128 N. Broad Street
Philadelphia PA
Printmaking center to provide internship and professional opportunities for students; new papermaking facility to be established.
The Brodsky Center, a collaborative paper and printmaking center devoted to the creation of new work, is coming to the Pennsylvania Academy of the Fine Arts (PAFA).
PAFA has announced plans to absorb the Center from its current location at Rutgers, The State University of New Jersey. The Rutgers Center for Innovative Print and Paper was founded in 1986 by Judith Brodsky, an artist, printmaker, arts advocate and professor of art. Housed at the Mason Gross School of the Arts at Rutgers, the Center was renamed in her honor in 2006, and is dedicated to enabling groundbreaking artists, both established and emerging, to create new work in paper and print. Brodsky, who now sits on PAFA’s Contemporary Collections Committee, was instrumental in bringing the Center to PAFA.
“I’m delighted that PAFA will be the new home of the Brodsky Center,” Brodsky said. “PAFA has a distinguished printmaking tradition, and it is exciting that the Brodsky Center will help take that tradition into the future. I know that the collaboration and partnership of PAFA and the Brodsky Center will result in important contributions to the discourse of art.”

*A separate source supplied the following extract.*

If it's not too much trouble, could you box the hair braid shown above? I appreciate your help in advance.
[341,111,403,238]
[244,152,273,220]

The Center’s focus on contemporary art, and supporting women and artists of color, aligns well with PAFA’s mission to educate students and to develop and promote the work of outstanding and innovative artists. Since its founding in 1986, the Center has completed over 300 editions with a diverse range of emerging and established artists who have become renowned in the field, including Barkley Hendricks, and artists in PAFA’s collection such as Melvin Edwards, Joan Semmel and Richard Tuttle. The Center has an inventory of over 3,000 works of art. A limited number of these prints will be accessioned into PAFA’s permanent museum collection and the rest will be available for sale to support the mission of the Center.
The Brodsky Center will become part of the School at PAFA, expanding its printmaking curriculum and providing internship and professional opportunities for students to learn about publishing editions, marketing and selling artists’ prints. A new papermaking facility will be established at PAFA, and will provide papermaking opportunities for both Brodsky Center editions and PAFA students.
“We are thrilled to have the Brodsky Center coming to PAFA,” said Clint Jukkala, Dean of the School of Fine Arts. “The Center will bring new expertise and facilities in papermaking to complement PAFA’s outstanding print shop and department. Students will learn from artists in residence, who will make prints alongside them in the print shop.”
The current Director of the Brodsky Center, Paola Morsiani, will join the PAFA team and will continue to lead the Center and develop learning opportunities for students. The Brodsky Center will attend at least three arts fairs each year and will help bring awareness to PAFA’s programs, and the printmaking program in particular. The Center comes with an endowment which helps funds its operation, alongside sales, commissions and grants.
Editions produced by the Brodsky Center are included in the collections of the Metropolitan Museum of Modern Art, Museum of Modern Art, Whitney Museum of American Art, the Museum of Fine Arts, Boston, and other international institutions, as well as many private collections.
The new papermaking facilities will be developed this summer and the print inventory will be moving to PAFA in the coming weeks.
About PAFA
Founded in 1805, the Pennsylvania Academy of the Fine Arts is America’s first school and museum of fine arts. A recipient of the National Medal of Arts, PAFA offers undergraduate and graduate programs in the fine arts, innovative exhibitions of historic and contemporary American art, and a world-class collection of American art. PAFA’s esteemed alumni include Mary Cassatt, Njideka Akunyili Crosby, Thomas Eakins, William Glackens, Barkley Hendricks, Violet Oakley, Louis Kahn, David Lynch, and Henry Ossawa Tanner.